The Potato originally comes from the Andes of South America. It has been cultivated there for centuries. Potatoes can be grown at most latitudes, but tend to get more diseases in hot and humid climates, such as those at low elevation in the tropics. There are around 5,000 varieties of Potatoes in eight different species.
The Potato tuber is eaten as a staple in much of the world. Only the tuber is edible; the rest of the plant is toxic. The tuber is also used to make alcohol and as an animal feed.

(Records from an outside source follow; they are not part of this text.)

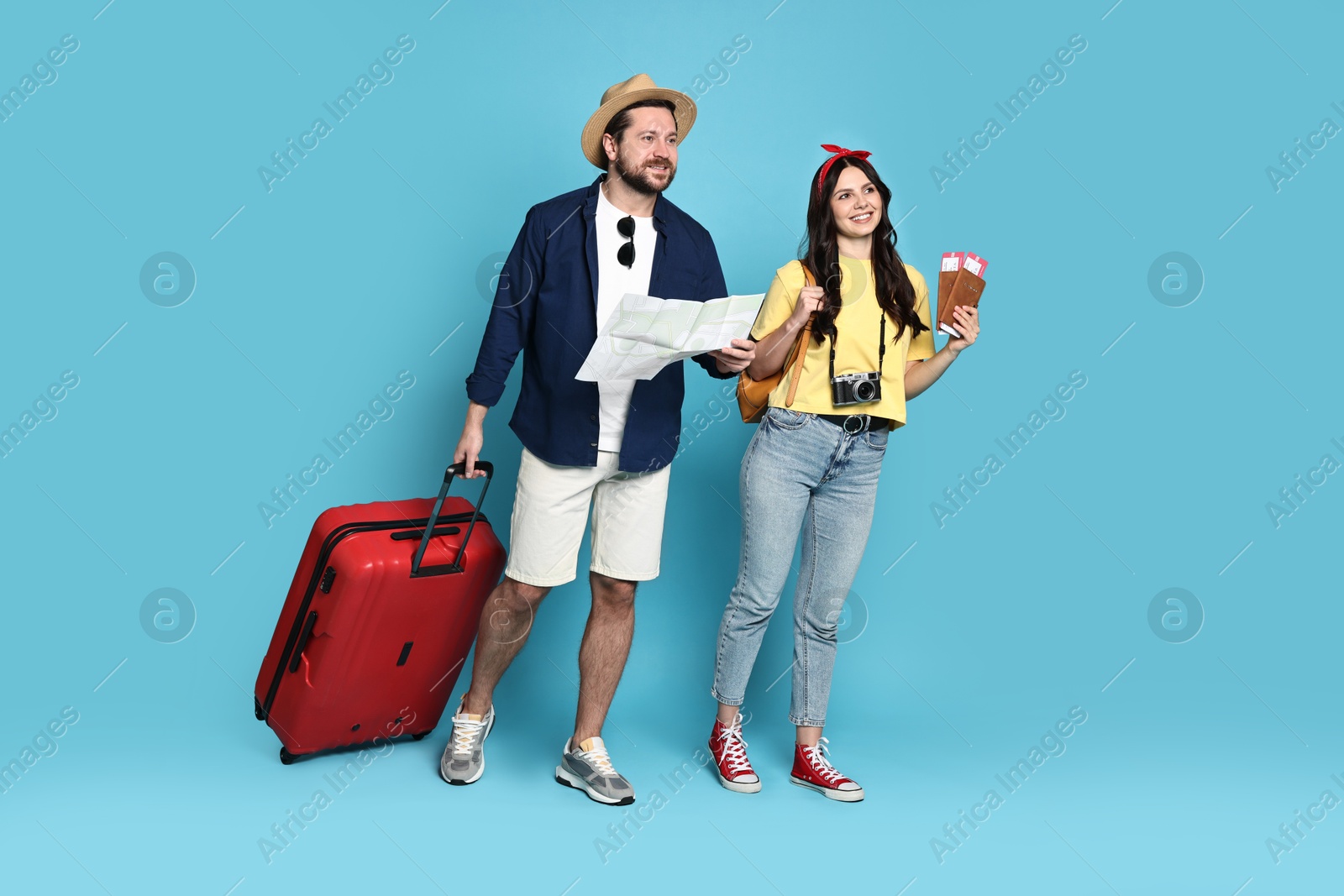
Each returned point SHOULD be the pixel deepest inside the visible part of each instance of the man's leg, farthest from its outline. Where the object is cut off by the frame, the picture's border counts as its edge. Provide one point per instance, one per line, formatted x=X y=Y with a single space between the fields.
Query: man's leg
x=606 y=644
x=550 y=506
x=506 y=622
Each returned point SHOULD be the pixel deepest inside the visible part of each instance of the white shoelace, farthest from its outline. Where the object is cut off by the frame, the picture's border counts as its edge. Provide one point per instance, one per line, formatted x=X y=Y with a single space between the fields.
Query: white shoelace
x=734 y=748
x=464 y=732
x=822 y=763
x=600 y=761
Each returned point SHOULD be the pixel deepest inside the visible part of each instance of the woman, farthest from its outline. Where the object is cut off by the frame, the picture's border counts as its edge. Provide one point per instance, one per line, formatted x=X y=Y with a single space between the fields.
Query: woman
x=813 y=465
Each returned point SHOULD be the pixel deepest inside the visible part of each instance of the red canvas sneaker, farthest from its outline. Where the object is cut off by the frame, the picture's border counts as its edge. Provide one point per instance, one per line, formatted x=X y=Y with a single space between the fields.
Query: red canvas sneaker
x=730 y=755
x=813 y=770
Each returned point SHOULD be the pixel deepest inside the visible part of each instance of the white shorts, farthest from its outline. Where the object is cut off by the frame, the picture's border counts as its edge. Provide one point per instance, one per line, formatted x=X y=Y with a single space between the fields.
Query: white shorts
x=550 y=511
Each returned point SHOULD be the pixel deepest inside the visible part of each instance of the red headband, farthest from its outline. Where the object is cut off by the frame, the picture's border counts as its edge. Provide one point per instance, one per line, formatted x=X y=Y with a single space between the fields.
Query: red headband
x=840 y=152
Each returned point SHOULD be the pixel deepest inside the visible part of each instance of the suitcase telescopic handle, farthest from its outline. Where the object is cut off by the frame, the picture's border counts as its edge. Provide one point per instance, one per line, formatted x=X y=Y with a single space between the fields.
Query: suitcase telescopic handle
x=456 y=566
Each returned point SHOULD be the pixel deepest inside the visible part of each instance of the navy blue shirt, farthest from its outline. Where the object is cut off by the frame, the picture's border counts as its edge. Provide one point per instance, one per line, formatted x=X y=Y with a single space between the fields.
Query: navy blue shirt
x=546 y=304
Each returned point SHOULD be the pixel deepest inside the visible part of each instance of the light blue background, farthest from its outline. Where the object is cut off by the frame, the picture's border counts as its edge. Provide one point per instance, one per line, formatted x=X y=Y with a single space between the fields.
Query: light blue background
x=958 y=658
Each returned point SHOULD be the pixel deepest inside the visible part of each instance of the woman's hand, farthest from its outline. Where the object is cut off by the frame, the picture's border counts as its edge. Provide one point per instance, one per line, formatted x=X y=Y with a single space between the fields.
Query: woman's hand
x=811 y=298
x=968 y=324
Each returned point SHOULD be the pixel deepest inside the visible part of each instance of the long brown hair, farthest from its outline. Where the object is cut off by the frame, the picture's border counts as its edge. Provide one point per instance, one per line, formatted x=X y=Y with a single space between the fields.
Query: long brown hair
x=820 y=251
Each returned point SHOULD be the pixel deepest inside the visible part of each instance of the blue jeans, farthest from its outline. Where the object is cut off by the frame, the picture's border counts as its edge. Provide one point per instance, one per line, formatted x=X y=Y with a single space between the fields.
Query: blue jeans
x=799 y=473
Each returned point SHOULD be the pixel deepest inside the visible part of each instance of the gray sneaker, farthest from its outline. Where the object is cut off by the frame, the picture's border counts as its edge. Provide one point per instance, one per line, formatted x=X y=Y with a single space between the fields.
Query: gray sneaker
x=464 y=758
x=591 y=770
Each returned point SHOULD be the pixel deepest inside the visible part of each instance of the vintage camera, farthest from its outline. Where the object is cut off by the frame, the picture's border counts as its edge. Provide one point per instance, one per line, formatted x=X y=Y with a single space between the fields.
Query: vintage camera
x=857 y=389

Typically Potatoes have been propagated by tubers or pieces of tuber called “seed Potatoes.” These tuber pieces must have “eyes” or buds from which the sprouts originate. Recently “true Potato seed,” seed from the potato plant, has been bred to come true from seed. The advantage of planting actual seed is that you receive disease-free plants (which can then be used as "seed potatoes" if you wish) and that seed is much less bulky to transport than "seed Potatoes." Seed Potatoes or transplants from seed are spaced in rows or ridges with 70-80 cm (23-32 in) between rows. To get small Potatoes, space plants 10 cm (4 in) apart in rows; for large ones, space 15-25 cm (6-10 in) apart.
Harvesting and Seed Production
Harvest can usually take place from 90 to 120 days after seeding. Harvesting should be done early while it is still cool on a dry day. The tubers should be kept cool as much as possible. Avoid damaging the tubers with harvesting tools to prevent microorganisms from getting under the skin. Keep the tubers in a shaded, dry and well-ventilated place for 7 to 10 days prior to storage or marketing. This allows the skin to harden. Store in a cool dark place. Tubers will keep for 2-3 months.
Pests and Diseases
Late blight, caused by the fungus Phytophthora infestans will attack at all stages of growth. Bacterial wilt of potatoes is caused by Pseudomonas solanacerum. This disease resides both in the tubers and soil. Nematodes will also attack roots. Practice crop rotation, use resistant varieties and apply pesticides if absolutely necessary.
Cooking and Nutrition
The Potato is a versatile food that can be enjoyed in a number of ways, such as boiling, frying, roasting, baking and mashing. Potatoes are eaten fresh and also can be dehydrated, frozen and made into flour. Potatoes are a good source of protein (mostly in the skin), minerals, calories and vitamin C.